Nov. 1st, 2006 11:50 am
sobrique: (Default)
[personal profile] sobrique
On the radio this morning was a news article about how Abbey National are relaxing their limit on how much money you can borrow on a mortgage.

BBC Link.
Summary? Abbey have said 'ok, you can borrow 5x your salary, rather than the traditional 3.5x'.

There was a little bit of froth from someone who was saying that this was bad, because now people would be looking at 200-250 thousand pound houses. Now, I'm not sure about anyone else, but I always thought that 40-50 grand a year was a quite well above average salary.

Now, I've just had a look at house prices around coventry: http://www.upmystreet.com/property/prices/l/Coventry.html

What that one says is that Average price of a house in coventry in the first half of 2006 was 147 thousand. With a detached averaging at 304 thousand, and a flat at 117 thousand.

A 3.5x mortage means you need to be earning 33,000 a year to afford an 'average flat'. Even a 5x requires 23 thousand pounds a year. I seem to recall that's quite a way above an 'average salary', although I'll admit I've not actually checked recently. Is it only me who thinks that 'average salary' should be able to afford an 'average house'?

There's actually a nice graph at the bottom of that BBC article, that's saying currently 'average house price' is actually 6.1x 'average salary'.

Of course, lets not even start on how much pain is involved in a 5x mortgage over a 25 year term. Rough guessing at rates suggests that it'll be about half of take home pay. 5% rate, 147k, 25 years is about £850 out of a £29,400 salary, of which you'd actually see about £1600-1700, so around half.

Personally I think upping the cap isn't all that bad an idea.

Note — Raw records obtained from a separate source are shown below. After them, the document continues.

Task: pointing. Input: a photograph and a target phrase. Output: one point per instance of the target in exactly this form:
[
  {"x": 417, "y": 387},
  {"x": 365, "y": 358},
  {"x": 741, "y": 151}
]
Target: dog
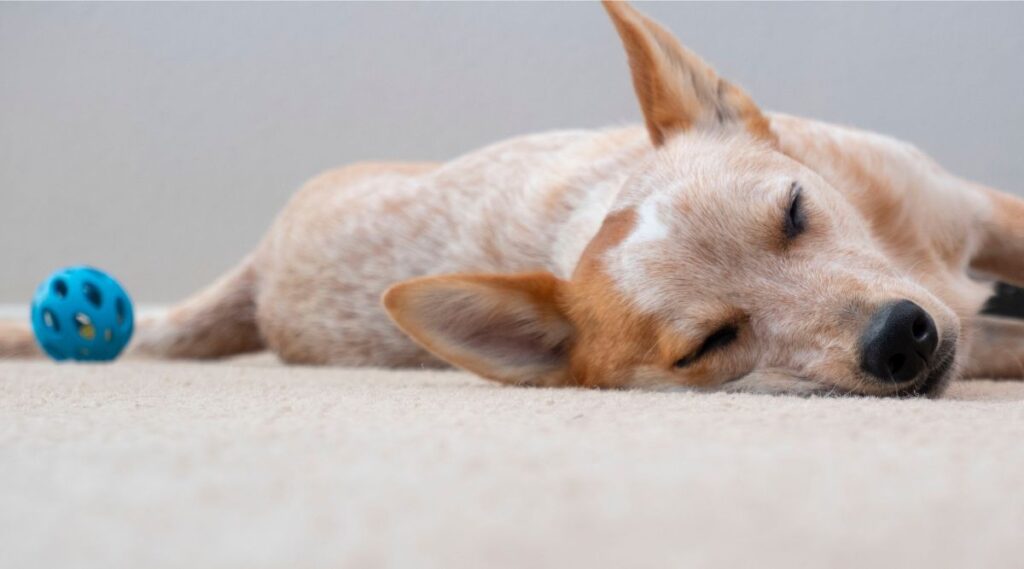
[{"x": 716, "y": 247}]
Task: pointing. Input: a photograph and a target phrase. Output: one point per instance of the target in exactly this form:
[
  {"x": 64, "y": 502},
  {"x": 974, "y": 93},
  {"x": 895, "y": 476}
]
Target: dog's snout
[{"x": 900, "y": 343}]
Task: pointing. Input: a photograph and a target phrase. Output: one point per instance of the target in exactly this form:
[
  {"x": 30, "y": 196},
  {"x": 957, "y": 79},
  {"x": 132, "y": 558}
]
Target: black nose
[{"x": 899, "y": 343}]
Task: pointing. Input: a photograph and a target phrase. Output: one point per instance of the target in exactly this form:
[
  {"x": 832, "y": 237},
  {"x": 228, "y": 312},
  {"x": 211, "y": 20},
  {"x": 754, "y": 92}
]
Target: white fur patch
[{"x": 649, "y": 225}]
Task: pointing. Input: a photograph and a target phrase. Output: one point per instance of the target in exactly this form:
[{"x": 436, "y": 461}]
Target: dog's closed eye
[
  {"x": 795, "y": 221},
  {"x": 720, "y": 339}
]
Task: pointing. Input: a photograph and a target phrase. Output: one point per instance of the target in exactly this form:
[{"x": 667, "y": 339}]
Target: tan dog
[{"x": 720, "y": 248}]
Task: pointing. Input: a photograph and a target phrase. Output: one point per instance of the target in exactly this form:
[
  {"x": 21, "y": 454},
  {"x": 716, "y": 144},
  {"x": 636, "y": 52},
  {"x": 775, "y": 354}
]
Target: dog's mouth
[
  {"x": 932, "y": 385},
  {"x": 939, "y": 375}
]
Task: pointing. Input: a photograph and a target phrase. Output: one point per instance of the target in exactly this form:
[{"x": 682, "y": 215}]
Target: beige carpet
[{"x": 251, "y": 465}]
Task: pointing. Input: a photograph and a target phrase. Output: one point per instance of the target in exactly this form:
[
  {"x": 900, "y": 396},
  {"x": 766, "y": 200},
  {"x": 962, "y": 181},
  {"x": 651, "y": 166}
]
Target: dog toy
[{"x": 82, "y": 313}]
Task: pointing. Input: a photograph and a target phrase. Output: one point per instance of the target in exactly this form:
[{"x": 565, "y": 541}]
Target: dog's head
[{"x": 723, "y": 264}]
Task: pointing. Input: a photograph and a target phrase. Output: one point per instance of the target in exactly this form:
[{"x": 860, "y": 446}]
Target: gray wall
[{"x": 158, "y": 140}]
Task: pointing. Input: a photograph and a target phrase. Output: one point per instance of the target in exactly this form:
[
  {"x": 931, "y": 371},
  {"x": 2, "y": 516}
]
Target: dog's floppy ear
[
  {"x": 505, "y": 327},
  {"x": 677, "y": 90}
]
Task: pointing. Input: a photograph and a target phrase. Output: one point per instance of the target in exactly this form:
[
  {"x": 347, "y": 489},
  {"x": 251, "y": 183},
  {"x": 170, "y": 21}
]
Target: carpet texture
[{"x": 247, "y": 464}]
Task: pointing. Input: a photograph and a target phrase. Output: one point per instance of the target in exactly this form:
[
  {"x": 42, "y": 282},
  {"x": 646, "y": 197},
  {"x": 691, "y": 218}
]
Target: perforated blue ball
[{"x": 82, "y": 313}]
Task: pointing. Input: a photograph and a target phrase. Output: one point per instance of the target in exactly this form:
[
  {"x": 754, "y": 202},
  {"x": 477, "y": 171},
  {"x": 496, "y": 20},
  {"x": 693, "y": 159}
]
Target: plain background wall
[{"x": 159, "y": 140}]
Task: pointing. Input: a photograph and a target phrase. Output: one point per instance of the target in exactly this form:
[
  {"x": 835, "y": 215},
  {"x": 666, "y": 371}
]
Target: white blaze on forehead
[
  {"x": 649, "y": 225},
  {"x": 627, "y": 262}
]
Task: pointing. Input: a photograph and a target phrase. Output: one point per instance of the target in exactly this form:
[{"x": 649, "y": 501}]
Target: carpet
[{"x": 249, "y": 464}]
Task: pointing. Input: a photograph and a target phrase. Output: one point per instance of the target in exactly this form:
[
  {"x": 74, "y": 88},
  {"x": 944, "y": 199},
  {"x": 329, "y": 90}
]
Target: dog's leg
[
  {"x": 996, "y": 350},
  {"x": 1000, "y": 252},
  {"x": 215, "y": 322}
]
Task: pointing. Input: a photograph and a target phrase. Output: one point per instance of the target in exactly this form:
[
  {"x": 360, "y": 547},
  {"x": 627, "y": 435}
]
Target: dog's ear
[
  {"x": 505, "y": 327},
  {"x": 677, "y": 90}
]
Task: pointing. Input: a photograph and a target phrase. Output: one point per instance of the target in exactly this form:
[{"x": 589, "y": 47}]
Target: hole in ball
[
  {"x": 84, "y": 325},
  {"x": 91, "y": 294},
  {"x": 59, "y": 288},
  {"x": 50, "y": 320}
]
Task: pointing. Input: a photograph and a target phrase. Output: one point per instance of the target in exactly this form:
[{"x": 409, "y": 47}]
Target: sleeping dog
[{"x": 717, "y": 247}]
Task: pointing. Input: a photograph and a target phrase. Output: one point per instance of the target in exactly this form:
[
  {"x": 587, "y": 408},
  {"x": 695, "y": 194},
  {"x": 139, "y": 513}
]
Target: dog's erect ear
[
  {"x": 677, "y": 90},
  {"x": 505, "y": 327}
]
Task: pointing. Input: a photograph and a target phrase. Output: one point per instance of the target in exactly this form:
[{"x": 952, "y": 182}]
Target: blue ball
[{"x": 82, "y": 313}]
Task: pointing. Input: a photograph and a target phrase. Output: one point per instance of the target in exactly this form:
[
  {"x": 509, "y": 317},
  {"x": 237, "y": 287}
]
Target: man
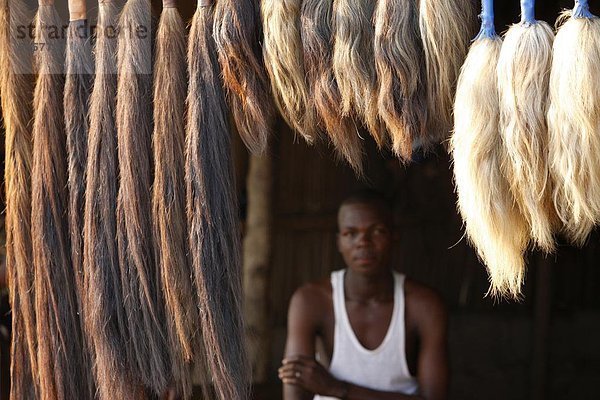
[{"x": 385, "y": 336}]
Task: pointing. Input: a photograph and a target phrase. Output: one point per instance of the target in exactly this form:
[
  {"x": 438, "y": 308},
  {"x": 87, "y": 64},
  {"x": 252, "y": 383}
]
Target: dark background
[{"x": 543, "y": 347}]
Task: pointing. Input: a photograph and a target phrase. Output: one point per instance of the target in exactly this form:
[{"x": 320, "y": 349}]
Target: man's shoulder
[
  {"x": 313, "y": 294},
  {"x": 423, "y": 302}
]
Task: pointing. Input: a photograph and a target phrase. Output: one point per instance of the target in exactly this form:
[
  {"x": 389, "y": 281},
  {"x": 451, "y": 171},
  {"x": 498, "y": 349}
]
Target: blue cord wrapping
[
  {"x": 487, "y": 30},
  {"x": 528, "y": 12},
  {"x": 582, "y": 9}
]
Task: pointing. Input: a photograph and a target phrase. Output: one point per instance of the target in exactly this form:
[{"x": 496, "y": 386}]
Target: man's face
[{"x": 364, "y": 238}]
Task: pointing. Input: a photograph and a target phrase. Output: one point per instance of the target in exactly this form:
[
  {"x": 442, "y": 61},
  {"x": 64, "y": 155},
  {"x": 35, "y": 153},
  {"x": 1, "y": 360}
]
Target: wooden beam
[{"x": 257, "y": 260}]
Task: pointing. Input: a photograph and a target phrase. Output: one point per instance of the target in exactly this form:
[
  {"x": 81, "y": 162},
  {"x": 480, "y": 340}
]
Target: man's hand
[{"x": 311, "y": 376}]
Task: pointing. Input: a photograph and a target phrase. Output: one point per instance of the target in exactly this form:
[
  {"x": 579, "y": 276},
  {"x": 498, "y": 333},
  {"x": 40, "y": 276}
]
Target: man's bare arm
[
  {"x": 303, "y": 320},
  {"x": 431, "y": 321}
]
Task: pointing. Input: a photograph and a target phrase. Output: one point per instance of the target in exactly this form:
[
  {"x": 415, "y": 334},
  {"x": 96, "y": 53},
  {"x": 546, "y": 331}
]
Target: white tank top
[{"x": 383, "y": 368}]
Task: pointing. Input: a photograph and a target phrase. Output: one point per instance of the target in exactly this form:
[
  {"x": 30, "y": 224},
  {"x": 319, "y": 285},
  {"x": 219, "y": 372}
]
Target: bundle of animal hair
[
  {"x": 79, "y": 70},
  {"x": 16, "y": 93},
  {"x": 523, "y": 78},
  {"x": 316, "y": 17},
  {"x": 168, "y": 198},
  {"x": 446, "y": 28},
  {"x": 353, "y": 63},
  {"x": 214, "y": 235},
  {"x": 147, "y": 352},
  {"x": 236, "y": 33},
  {"x": 494, "y": 225},
  {"x": 401, "y": 99},
  {"x": 61, "y": 360},
  {"x": 105, "y": 319},
  {"x": 574, "y": 121},
  {"x": 283, "y": 57}
]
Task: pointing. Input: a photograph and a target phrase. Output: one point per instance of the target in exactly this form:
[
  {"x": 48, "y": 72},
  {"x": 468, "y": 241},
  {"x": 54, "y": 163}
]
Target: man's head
[{"x": 365, "y": 232}]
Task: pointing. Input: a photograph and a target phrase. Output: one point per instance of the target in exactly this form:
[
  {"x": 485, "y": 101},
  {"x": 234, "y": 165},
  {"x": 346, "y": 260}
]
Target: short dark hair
[{"x": 372, "y": 198}]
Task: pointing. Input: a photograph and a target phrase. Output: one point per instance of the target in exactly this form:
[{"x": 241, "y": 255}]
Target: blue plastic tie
[
  {"x": 488, "y": 29},
  {"x": 582, "y": 9},
  {"x": 528, "y": 12}
]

Quite a few people were using the 'self assessment' deals to lie anyway. Of course, it also means that there will be a swathe more people able to buy into the property market too, which will probably serve to spike prices even further.

Date: 2006-11-01 01:39 pm (UTC)
From: [identity profile] mister-jack.livejournal.com
Points to note:

1. They're only offering this on a income of over £50,000, and with a 25% deposit.
2. First time buyers are not buying average price houses.
3. This is nothing new. Abbey are, however, the first large bank to offer it publically and officially.

Basically, the whole thing is arse, based on entirely unreasonable expectation of home ownership early in life. Historically many, many more people rented than do today. People who did buy houses tended to do it later in life and buy smaller places than young FTBs are today.